The tongue, which is comprised of 17 muscles, causes many dental anomalies. In the following we will see its importance in swallowing and breathing.
The development of children is also influenced by growth hormones that are primarily secreted during sleep. Rehabilitation should therefore also lead to a good night’s sleep.
This includes the swallowing of food or saliva. This act is repeated more than 2,500 times a day. Therefore, poor swallowing can explain the bad positioning of the teeth and poor development of the jaws. This is mainly due to the fact that a baby with no teeth swallows differently to a child or adult with developed sets of teeth.
Before teething, babies only drink. Their tongue is used to suck the milk and to swallow it. To do this the babies head must be supported so that the milk is directed to the back of the throat. The lips are then closed and the tip of the tongue rests behind them, between the gums.

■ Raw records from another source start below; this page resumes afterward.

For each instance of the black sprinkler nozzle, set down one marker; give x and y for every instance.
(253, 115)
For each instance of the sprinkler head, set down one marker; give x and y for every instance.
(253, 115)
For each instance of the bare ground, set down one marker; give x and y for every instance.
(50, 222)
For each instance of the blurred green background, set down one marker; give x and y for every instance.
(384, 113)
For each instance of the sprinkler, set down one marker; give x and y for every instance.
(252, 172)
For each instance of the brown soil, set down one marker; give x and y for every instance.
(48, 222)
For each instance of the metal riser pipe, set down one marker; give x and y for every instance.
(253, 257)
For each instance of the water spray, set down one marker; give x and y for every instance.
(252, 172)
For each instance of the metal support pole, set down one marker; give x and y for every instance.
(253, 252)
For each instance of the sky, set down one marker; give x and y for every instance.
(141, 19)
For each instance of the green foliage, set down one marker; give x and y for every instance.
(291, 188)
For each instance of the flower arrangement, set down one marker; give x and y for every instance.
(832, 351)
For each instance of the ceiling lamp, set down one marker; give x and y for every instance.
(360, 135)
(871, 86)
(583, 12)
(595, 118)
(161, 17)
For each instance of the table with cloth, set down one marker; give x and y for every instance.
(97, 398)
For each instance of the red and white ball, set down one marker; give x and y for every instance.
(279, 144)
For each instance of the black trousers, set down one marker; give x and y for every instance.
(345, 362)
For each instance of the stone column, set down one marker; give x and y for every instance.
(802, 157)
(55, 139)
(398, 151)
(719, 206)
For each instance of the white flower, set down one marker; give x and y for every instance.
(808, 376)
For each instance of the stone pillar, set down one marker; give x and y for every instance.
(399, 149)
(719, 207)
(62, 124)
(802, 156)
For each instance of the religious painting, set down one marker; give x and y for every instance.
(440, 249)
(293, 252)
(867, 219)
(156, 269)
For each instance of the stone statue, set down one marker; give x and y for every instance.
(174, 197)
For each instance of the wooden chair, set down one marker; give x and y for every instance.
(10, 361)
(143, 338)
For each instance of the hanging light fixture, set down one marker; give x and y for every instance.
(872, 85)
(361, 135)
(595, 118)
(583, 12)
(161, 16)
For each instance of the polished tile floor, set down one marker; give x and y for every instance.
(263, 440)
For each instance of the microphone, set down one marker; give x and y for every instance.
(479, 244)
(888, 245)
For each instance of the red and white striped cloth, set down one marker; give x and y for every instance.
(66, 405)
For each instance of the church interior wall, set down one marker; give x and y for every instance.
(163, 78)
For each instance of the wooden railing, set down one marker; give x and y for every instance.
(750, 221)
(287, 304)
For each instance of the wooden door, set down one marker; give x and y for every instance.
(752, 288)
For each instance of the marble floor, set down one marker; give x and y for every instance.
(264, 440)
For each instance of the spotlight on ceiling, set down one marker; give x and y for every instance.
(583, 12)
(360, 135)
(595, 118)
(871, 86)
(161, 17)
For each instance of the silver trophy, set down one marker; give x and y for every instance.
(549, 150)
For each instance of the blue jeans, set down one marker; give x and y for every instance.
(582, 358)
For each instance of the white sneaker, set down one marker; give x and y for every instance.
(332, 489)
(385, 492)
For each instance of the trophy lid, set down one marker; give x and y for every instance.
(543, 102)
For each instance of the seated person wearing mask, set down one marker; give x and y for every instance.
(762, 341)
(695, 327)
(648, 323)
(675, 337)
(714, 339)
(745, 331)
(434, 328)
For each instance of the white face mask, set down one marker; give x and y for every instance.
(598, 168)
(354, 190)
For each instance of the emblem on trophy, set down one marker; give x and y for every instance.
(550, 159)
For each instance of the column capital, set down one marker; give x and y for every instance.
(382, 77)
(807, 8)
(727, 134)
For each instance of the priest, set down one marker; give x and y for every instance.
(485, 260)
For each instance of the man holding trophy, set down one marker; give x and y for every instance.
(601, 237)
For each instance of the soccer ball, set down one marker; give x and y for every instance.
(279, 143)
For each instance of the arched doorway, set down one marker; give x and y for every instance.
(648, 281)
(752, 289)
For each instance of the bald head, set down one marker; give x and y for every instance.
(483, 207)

However with the development of teeth, a child from about 8 years old closes the teeth to swallow and the tongue rests on the palate to help push the food back. This is adult swallowing.
A baby closes their lips and rests their tongue between the gums. Children and adults close their teeth and positions the tongue on the palate. It is possible to see if a child has retained infantile swallowing without looking inside their mouth, because they close their lips when swallowing.
If the child retains infantile swallowing:
1. Their tongue rests between their incisors making it difficult to bite food (open bite problem)
2. Their tongue does not stimulate the palate: it becomes narrow
3. The tongue can push the upper teeth: the upper jaw and the teeth move forward
4. The tongue can push on the bottom teeth: the teeth and lower jaw widen and move forward
Breathing is usually done through the nose with the tongue slightly raised in the mouth. However some people breathe through the mouth. These are usually people with nasal obstructions. Children who breathe with their mouths open can actually affect their treatment. This is because when a person breathes through their mouth, the tongue tends to drops down to allow airflow.
Nasal breathing can be encouraged with exercise.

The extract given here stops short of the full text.